Troyer participated in a flurry of meetings last year to develop the Palmetto Coordinated System of Care. She now doubts it will succeed. Troyer also had to send her son away from home when she couldn’t control his outbursts. He is diagnosed with autism, a mild intellectual disability and bipolar disorder.
Paula Fendley, executive director of the Palmetto Association for Children and Families, attended some of those meetings, too, and expressed serious doubts about the Palmetto Coordinated System of Care. Fendley’s association represents many group homes in South Carolina.
“At some point, we have to critically think through whether the ‘least restrictive level of care doctrine’ makes sense for South Carolina,” Fendley said. “We shouldn’t just go to the lowest possible level of care first, and allow children to fail their way up to the higher levels of care. That makes no sense.”
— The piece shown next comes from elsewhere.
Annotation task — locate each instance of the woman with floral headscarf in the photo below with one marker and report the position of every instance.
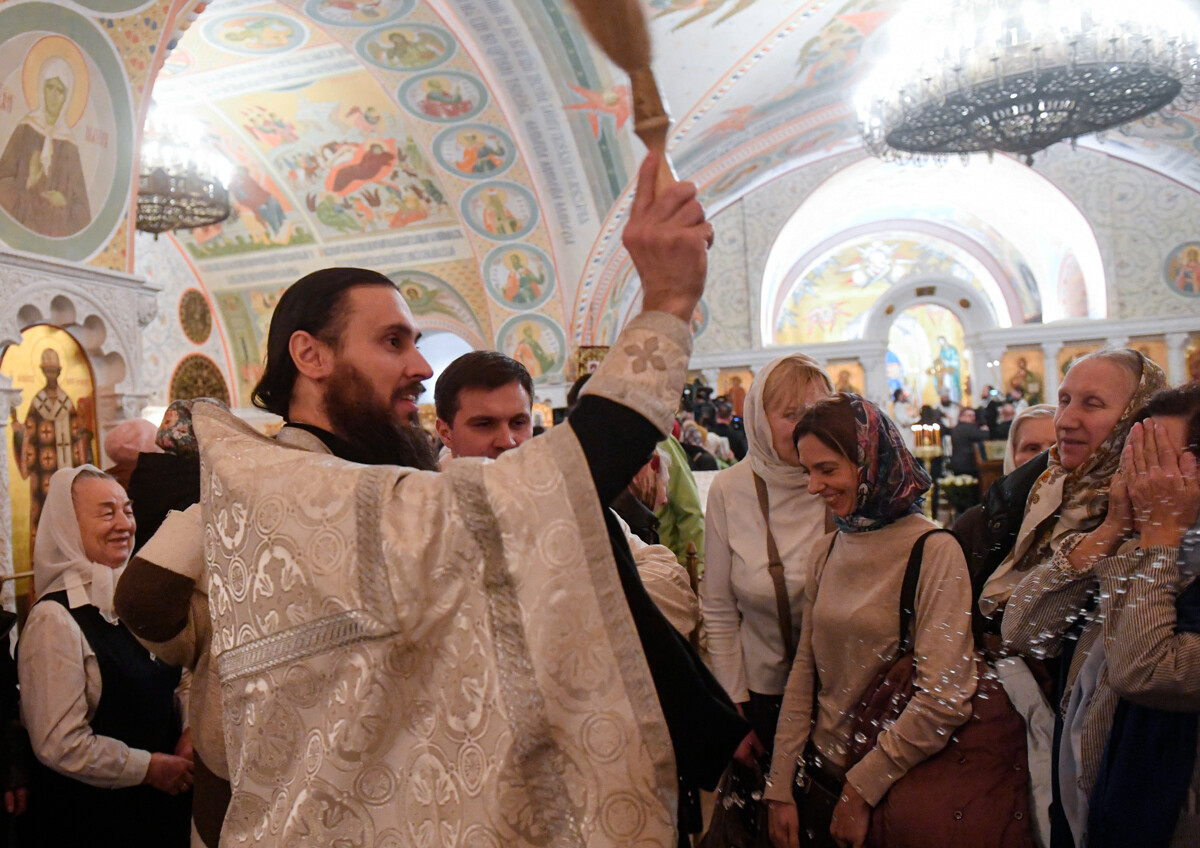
(738, 594)
(858, 464)
(1049, 579)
The state wants to reduce the amount of money it spends on costly residential treatment facilities, Fendley said, but some children with severe behavioral health problems will always be safer in group homes that offer intense, on-site services. The Palmetto Coordinated System of Care doesn’t acknowledge this reality, she said.
“To me, it’s just a cost avoidance model, really,” she said. “It’s not about ‘What does this child and family need?’
Children prone to starting fires, those who have been sexually abused or have threatened to hurt themselves can’t be treated in the community, some experts say. They’re too dangerous.
Trevitz, for example, and her husband couldn’t deal with Jake on their own. Now he lives at Palmetto Summerville Behavioral Health, a residential treatment facility that offers around-the-clock services for children and adolescents with severe emotional needs.
“We had tried everything else. We knew with Jake that this was beyond our ability to handle in the house,” Trevitz said. “I’m exhausted. I’m tired.”
Other states have tried to implement similar “coordinated systems of care” with varying success. The Palmetto Coordinated System of Care is based on a Louisiana model that’s already saddled with problems, said Sara Godchaux, a New Orleans attorney for the Southern Poverty Law Center.
“I think that really it hasn’t lived up to what it’s supposed to be on paper, for a multitude of reasons,” she said.
There aren’t enough relief workers, crisis stabilization experts and other health care providers in Louisiana who offer this kind of in-home treatment, Godchaux explained. And the state doesn’t pay them enough to participate.
“The kids are enrolled in this program but there are no services,” she said.
The Southern Poverty Law Center sent the federal government a letter last year outlining its concerns with the Louisiana model.
South Carolina might face some of the same problems, Goodlett said. The state is trying to roll out the Palmetto Coordinated System of Care slowly and thoughtfully, but Goodlett doesn’t know how many children will qualify to participate or when their families can start signing up for services. That likely won’t happen this year.
“I think it’s going to take longer than that,” she said. “I’m frustrated. I’m a very impatient person by nature, and I wanted it yesterday.”